- The Washington Times - Saturday, April 12, 2008


In recent years, free trade agreements have proven to be valuable drivers of America’s economic growth - lowering tariffs, increasing market access and improving trading rules for United States’ products and services. The proposed U.S.-Colombia Trade Promotion Agreement offers an especially compelling opportunity to bolster our economy, while sending an important signal to a vital U.S. ally.

The agreement is now in the hands of Congress, and it has the opportunity to show the world that America will not turn inward. Decisive, bipartisan action by Congress would help strengthen American competitiveness, support political and social progress in Colombia and democracy in the region, and improve our standing on a continent that has long been victimized by totalitarian regimes and anemic growth.

Foreign investors have seen what I have seen in my own interactions with Colombia’s popular, democratically elected president, Alvaro Uribe: economic and political policies that are pro-business, pro-democracy and that uphold the rule of law. These policies have created one of the most vibrant economies in Latin America and the biggest market for U.S. agricultural exports in the region, yielding investments that fueled Colombia’s remarkable 6.6 percent economic growth rate in 2007 and resulting in a fourteen-fold gain in the Colombian stock market since October 2001.

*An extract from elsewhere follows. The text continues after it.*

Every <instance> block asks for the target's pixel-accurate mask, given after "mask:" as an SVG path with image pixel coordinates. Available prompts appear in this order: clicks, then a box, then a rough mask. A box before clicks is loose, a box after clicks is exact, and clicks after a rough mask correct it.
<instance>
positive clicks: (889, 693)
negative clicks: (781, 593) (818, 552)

Colombia has prudently established free trade agreements with several key countries in the Western Hemisphere, but not with the U.S. In contrast, the goods and services of thousands of U.S. companies - and the many thousands of men and women they employ - that currently export to Colombia are penalized with high tariffs and other restrictive barriers. The U.S.-Colombia agreement would immediately eliminate these onerous tariffs on 80 percent of all U.S. consumer and industrial exports, as well as eliminate a host of other barriers to trade, enabling these U.S. companies for the first time to compete in the region on a level playing field.

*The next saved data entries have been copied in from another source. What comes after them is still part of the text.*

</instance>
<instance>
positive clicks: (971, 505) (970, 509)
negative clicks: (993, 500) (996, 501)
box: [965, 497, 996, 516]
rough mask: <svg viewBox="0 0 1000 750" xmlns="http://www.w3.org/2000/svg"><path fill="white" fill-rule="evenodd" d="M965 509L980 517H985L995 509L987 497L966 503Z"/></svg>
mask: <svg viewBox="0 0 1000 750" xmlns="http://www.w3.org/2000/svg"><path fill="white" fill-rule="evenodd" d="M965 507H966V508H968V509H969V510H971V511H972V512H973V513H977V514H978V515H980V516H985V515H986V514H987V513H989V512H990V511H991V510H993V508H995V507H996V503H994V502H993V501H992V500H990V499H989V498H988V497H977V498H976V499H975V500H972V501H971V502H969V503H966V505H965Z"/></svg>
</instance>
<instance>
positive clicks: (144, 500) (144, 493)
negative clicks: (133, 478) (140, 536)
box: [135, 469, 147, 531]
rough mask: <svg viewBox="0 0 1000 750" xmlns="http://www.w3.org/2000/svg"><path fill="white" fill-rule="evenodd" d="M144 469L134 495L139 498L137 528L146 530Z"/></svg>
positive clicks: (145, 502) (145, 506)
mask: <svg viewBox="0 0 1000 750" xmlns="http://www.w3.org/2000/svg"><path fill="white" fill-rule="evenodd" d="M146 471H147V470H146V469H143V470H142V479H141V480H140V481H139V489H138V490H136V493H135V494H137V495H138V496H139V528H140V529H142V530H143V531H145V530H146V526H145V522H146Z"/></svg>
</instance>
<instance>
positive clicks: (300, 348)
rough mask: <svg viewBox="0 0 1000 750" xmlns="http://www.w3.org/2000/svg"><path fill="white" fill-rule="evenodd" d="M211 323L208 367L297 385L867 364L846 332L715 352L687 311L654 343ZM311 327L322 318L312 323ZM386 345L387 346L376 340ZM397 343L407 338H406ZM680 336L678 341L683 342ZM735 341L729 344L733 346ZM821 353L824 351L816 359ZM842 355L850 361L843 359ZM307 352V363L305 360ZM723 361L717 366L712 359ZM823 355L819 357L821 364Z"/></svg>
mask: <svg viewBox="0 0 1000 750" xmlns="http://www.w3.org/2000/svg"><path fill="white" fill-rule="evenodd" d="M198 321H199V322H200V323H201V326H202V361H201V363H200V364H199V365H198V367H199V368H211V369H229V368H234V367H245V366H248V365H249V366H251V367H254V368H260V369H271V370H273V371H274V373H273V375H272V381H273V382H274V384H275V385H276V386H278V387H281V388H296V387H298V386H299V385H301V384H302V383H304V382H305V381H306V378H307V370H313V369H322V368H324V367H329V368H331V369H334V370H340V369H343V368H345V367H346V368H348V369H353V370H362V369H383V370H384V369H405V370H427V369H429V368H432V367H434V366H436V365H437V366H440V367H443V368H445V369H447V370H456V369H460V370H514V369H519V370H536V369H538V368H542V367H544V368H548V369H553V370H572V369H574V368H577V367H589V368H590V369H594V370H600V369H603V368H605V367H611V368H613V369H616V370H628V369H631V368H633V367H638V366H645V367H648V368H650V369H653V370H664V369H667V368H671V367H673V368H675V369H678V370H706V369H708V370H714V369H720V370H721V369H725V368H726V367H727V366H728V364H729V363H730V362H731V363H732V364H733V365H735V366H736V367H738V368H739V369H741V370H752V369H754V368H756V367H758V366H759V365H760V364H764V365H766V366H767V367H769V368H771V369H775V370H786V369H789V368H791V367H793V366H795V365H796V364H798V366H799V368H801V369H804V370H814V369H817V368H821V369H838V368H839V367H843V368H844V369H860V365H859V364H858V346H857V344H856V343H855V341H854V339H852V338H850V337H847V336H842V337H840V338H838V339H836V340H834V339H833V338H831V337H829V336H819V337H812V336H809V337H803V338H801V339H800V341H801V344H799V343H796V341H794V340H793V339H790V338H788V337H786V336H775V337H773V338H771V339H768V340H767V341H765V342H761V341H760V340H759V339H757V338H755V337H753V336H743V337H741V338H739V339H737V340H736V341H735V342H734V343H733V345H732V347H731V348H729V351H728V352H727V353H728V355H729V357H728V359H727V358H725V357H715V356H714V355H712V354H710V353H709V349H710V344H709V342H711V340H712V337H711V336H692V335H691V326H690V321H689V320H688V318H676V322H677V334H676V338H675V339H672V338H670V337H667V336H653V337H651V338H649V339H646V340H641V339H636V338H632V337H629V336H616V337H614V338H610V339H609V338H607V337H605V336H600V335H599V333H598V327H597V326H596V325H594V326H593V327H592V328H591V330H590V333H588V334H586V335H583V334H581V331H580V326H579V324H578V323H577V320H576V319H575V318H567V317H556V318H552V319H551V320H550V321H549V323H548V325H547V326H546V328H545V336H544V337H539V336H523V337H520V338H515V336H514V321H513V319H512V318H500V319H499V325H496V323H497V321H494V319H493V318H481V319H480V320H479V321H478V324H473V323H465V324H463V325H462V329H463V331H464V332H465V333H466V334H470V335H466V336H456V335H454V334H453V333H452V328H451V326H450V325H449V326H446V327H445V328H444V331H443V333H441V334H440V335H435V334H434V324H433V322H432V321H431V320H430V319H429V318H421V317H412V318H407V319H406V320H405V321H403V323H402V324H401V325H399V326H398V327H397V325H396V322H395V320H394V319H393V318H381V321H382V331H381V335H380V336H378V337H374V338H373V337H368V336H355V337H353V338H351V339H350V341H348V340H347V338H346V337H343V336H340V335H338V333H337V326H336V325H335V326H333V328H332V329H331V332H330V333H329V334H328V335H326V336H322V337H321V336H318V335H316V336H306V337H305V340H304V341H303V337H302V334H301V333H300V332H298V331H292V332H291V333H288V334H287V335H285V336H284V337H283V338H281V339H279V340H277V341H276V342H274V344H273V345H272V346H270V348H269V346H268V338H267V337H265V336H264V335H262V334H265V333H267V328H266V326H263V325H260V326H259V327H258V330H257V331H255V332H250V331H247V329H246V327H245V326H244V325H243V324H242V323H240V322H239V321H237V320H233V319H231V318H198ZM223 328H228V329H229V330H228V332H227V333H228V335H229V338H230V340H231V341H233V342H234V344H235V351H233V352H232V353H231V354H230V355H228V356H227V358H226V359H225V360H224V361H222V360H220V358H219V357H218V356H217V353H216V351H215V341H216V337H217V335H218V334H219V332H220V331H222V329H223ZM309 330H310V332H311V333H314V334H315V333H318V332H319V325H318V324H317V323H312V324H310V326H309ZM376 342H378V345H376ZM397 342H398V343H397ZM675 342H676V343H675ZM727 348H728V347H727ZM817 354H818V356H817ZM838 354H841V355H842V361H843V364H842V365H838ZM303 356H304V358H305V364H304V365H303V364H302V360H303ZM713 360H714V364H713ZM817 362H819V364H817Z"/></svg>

An accord with Colombia would offer more than just economic benefits to America. Passage of the agreement would encourage a friendly democracy and improve our standing in the region. After the recent turmoil caused by hostile troops from Venezuela and Ecuador gathering on Colombia’s borders, there has never been a better time to send a clear message to pro-democratic forces throughout Latin America that the U.S. stands with nations like Colombia in support of economic, political and human rights reforms.

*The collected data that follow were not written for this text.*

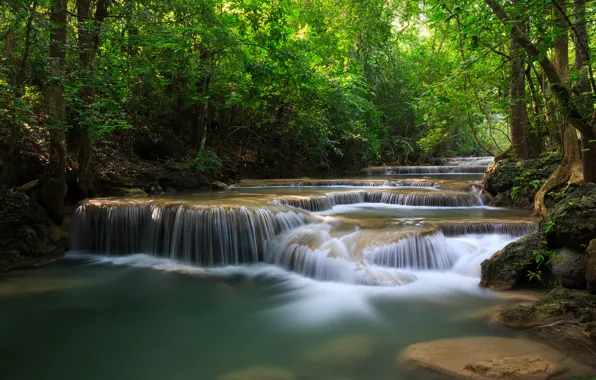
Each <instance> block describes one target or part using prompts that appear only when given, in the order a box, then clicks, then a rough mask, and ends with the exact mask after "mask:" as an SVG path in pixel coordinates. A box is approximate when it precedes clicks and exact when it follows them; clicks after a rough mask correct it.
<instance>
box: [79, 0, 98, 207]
mask: <svg viewBox="0 0 596 380" xmlns="http://www.w3.org/2000/svg"><path fill="white" fill-rule="evenodd" d="M77 19H78V20H77V21H78V29H79V30H78V32H79V65H80V68H81V72H82V73H83V75H84V76H85V78H88V79H89V80H88V81H85V86H83V88H82V89H81V98H82V100H83V104H84V105H83V108H82V109H79V110H78V114H79V141H78V143H79V146H78V148H79V149H78V150H79V152H78V153H79V168H78V169H79V170H78V176H77V186H78V188H79V190H80V191H81V193H82V194H83V196H85V197H92V196H93V195H94V193H95V192H94V190H93V162H92V155H93V149H92V148H93V147H92V142H91V135H90V131H89V129H90V127H91V124H92V123H91V115H92V113H91V111H92V110H91V108H92V107H93V103H94V102H95V86H94V85H93V73H94V57H95V48H94V43H93V34H94V32H95V26H94V21H93V20H92V18H91V0H77Z"/></svg>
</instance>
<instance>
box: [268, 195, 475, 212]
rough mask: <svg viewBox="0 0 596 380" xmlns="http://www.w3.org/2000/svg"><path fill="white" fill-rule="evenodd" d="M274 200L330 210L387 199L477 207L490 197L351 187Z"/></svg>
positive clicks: (307, 206) (413, 205)
mask: <svg viewBox="0 0 596 380" xmlns="http://www.w3.org/2000/svg"><path fill="white" fill-rule="evenodd" d="M273 202H274V204H280V205H286V206H291V207H296V208H300V209H303V210H308V211H325V210H330V209H332V208H333V206H336V205H343V204H356V203H385V204H394V205H403V206H428V207H475V206H482V205H484V204H485V202H486V199H483V197H481V196H479V195H478V194H475V193H466V192H447V191H444V192H443V191H442V192H407V193H400V192H389V191H351V192H341V193H329V194H326V195H322V196H308V197H301V196H284V197H276V198H275V199H274V201H273Z"/></svg>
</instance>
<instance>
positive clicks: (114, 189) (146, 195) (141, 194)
mask: <svg viewBox="0 0 596 380" xmlns="http://www.w3.org/2000/svg"><path fill="white" fill-rule="evenodd" d="M109 195H110V196H112V197H123V198H143V197H148V196H149V194H147V193H146V192H145V191H144V190H142V189H139V188H136V187H133V188H128V187H112V188H111V189H110V190H109Z"/></svg>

Despite the clear and inarguable benefits of a U.S.-Colombia Trade Promotion Agreement, some Americans remain fearful of free trade and, more broadly, international engagement, and would choose to isolate the U.S. economy from the world. Doing so would be more than bad foreign policy; it would be bad business. Free trade provides access to previously closed markets, which in turn leads to increased opportunities for America’s companies and their workers and increases American competitiveness. For example:

• Exports to our NAFTA partners have doubled since passage of the agreement in 1993.

• The U.S.-Chile agreement has more than tripled U.S. exports to Chile since its passage.

• U.S. exports to Jordan have increased 90 percent since passage of the US-Jordan agreement in 2001.

International trade has never been more important to the U.S. economy. Forty years ago, it was just a drop in the bucket. Over the last decade, exports have accounted for approximately 30 percent of U.S. economic growth. In 1992, one in 10 Americans had a job involving international trade. Today, it is nearly one in five.

Access to overseas markets is critical to our economic vitality, but if we are to continue to reap the benefits of international trade, we need to act quickly. The U.S. is falling behind globally when it comes to opening markets to our goods and services. Today, we are active in only ten of the world’s 300 free trade agreements. The European Union now has more than double the number of agreements as the U.S.; Japan, China and India are outpacing us as well. Without strong engagement in the international marketplace, the U.S. is handing critical overseas opportunities to foreign competitors. If we allow these trends to continue, we will undermine the American worker.

While the presidential campaigns traverse the country and dominate the headlines, our elected officials in Washington must remain focused on the matters at hand - and few are more important than the passage of the U.S.-Colombia agreement. Every day it is not passed is another day of lost opportunities for American companies and workers. By passing the Colombia accord now, America has a rare opportunity to show the world that good trade policy and good foreign policy go hand-in-hand.

Harold McGraw III is chairman of Business Roundtable, chairman of the Emergency Committee for American Trade and chairman, president and CEO of McGraw-Hill Cos.